At 4pm on Wednesday afternoons in our London office, it’s tea time. Someone will make a pot of tea, cobble together some biscuits, and people will gravitate towards our large wooden table. Predictable for a bunch of Brits, right? Well, here’s where things get interesting: someone will start drawing a wavy line on a whiteboard. Others join in. Eventually a rollercoaster emerges from the drawing, but often a fantastical one, with Escher-like turns, underwater portions (with sharks!), and gravity-defying loops.
This is the rollercoaster check-in and it’s a way for our team to check in mid-week, get a sense of how others are feeling, and, well, drink some tea. There’s no big takeaway, but something interesting tends to happen: If someone indicates they’re at a low point, or have a lot of “hills” ahead, more often than not they’ll get some support throughout that week. And support takes many forms: a small treat, an offer of help, a quick stroll to grab lunch.

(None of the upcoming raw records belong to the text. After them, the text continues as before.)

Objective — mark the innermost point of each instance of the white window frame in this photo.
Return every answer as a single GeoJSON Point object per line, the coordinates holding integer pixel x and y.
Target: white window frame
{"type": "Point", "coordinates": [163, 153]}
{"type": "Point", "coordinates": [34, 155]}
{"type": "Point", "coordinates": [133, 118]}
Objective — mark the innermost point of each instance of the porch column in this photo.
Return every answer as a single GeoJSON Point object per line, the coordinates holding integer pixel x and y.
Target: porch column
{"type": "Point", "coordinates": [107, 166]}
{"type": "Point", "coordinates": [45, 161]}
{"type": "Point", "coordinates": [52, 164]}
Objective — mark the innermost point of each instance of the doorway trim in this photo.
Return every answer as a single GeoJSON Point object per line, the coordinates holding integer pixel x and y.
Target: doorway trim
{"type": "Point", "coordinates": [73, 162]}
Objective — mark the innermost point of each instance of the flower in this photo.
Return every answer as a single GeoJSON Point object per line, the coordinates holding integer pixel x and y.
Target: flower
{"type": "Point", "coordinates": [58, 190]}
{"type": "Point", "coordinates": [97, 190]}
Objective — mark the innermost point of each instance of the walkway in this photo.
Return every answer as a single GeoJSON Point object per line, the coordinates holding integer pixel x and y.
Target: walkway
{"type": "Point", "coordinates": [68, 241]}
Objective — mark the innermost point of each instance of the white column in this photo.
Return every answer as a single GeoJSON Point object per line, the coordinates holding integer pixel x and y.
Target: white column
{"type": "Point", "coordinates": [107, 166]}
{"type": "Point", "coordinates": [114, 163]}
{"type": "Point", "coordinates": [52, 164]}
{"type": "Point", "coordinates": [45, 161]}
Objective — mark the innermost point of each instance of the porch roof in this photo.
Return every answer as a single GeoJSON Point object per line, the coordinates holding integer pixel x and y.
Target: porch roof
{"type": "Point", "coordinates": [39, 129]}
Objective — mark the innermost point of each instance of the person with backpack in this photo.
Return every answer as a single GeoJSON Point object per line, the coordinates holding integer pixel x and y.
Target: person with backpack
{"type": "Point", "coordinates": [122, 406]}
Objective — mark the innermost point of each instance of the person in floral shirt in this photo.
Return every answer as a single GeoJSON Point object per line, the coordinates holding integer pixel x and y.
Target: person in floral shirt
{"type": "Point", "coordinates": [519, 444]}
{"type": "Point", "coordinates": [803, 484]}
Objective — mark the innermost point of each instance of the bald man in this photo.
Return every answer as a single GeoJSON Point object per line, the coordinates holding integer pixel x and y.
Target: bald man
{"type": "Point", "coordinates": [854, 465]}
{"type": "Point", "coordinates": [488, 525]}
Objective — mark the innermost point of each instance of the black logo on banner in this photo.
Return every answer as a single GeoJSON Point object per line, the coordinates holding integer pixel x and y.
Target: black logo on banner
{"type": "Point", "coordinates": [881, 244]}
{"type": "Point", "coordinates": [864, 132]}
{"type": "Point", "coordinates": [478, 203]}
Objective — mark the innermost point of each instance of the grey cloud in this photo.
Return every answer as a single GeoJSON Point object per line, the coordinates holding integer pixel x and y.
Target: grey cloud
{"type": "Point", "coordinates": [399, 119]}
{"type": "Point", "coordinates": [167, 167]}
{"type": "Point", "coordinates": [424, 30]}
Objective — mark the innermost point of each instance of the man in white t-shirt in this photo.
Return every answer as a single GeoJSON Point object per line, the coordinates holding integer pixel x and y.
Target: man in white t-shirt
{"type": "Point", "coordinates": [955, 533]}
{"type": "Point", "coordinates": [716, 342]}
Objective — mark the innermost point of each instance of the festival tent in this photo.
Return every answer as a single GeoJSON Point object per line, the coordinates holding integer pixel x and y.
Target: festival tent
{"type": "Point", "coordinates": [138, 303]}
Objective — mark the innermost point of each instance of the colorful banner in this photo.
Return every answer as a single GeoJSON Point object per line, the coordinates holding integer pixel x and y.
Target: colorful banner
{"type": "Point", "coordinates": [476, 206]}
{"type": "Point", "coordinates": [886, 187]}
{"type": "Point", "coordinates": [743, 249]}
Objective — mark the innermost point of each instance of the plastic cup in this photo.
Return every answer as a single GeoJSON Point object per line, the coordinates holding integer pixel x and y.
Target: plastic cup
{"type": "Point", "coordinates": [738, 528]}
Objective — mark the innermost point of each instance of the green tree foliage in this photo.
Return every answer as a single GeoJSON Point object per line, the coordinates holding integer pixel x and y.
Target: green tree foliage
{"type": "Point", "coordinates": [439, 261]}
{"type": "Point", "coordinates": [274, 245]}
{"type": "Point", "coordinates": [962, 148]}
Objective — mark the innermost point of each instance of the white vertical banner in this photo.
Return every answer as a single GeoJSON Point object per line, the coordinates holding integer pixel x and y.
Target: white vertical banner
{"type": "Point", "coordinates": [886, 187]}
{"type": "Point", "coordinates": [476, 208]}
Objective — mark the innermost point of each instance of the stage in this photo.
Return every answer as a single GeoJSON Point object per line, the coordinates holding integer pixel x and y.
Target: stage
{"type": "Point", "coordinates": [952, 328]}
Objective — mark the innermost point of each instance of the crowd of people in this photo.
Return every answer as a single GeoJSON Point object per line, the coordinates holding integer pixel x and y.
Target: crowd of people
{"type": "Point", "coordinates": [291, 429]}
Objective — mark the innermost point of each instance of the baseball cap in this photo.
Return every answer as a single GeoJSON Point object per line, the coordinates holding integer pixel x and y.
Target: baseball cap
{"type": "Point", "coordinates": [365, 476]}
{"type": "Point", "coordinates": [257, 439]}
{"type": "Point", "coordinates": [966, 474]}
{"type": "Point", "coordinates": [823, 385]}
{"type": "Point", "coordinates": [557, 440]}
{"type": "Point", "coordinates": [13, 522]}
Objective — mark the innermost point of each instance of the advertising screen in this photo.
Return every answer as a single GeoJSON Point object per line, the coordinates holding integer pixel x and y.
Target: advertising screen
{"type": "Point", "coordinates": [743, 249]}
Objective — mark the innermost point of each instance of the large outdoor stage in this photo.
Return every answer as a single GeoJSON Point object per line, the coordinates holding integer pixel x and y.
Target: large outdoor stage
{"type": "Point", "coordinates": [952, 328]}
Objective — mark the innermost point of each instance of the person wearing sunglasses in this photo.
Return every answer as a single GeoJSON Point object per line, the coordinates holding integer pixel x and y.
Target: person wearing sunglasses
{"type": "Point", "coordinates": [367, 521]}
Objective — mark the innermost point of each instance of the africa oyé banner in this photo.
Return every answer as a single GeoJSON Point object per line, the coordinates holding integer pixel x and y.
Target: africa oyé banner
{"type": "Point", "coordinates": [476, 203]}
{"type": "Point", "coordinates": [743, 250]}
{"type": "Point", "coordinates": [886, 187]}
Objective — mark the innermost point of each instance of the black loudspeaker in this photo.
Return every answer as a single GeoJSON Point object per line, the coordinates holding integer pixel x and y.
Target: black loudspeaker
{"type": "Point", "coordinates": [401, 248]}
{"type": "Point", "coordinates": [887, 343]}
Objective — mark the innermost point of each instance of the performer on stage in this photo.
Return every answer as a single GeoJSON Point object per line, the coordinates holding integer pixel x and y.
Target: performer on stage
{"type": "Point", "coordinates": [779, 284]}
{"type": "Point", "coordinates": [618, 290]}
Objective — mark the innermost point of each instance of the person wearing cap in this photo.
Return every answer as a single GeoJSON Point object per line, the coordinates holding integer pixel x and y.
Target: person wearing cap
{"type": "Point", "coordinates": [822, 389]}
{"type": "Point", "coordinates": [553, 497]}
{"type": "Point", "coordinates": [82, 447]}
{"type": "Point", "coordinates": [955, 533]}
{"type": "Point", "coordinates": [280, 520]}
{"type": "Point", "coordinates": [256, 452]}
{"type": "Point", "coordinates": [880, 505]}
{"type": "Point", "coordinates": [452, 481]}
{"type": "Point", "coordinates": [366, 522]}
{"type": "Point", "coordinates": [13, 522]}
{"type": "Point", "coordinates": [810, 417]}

The tea time isn’t enforced, and sometimes it doesn’t happen at all. But it’s part of our effort to build a workplace of continuous improvement. In between our bigger check-ins, whether they’re annual reviews or quarterly planning meetings, we want to make sure we have a chance to reflect on how things are going.
These micro-feedback moments give us a sense of mood and help remind us that we’re all human, and we’re all a team working together on things we’re passionate about. It also factors in that different team members have different levels of vocalisation—not everyone is going to proactively raise issues or share how they’re doing. The rollercoaster activity provides a space for this. So these check-ins are something small that helps keep us grounded.
And now we’re experimenting with a mood indicator, a simple green or red button at the end of the day, to provide some data that we can be transparent about. Maybe we’ll stick with it, maybe we won’t, but we’ll always be looking for ways to better support one another and continuously improve.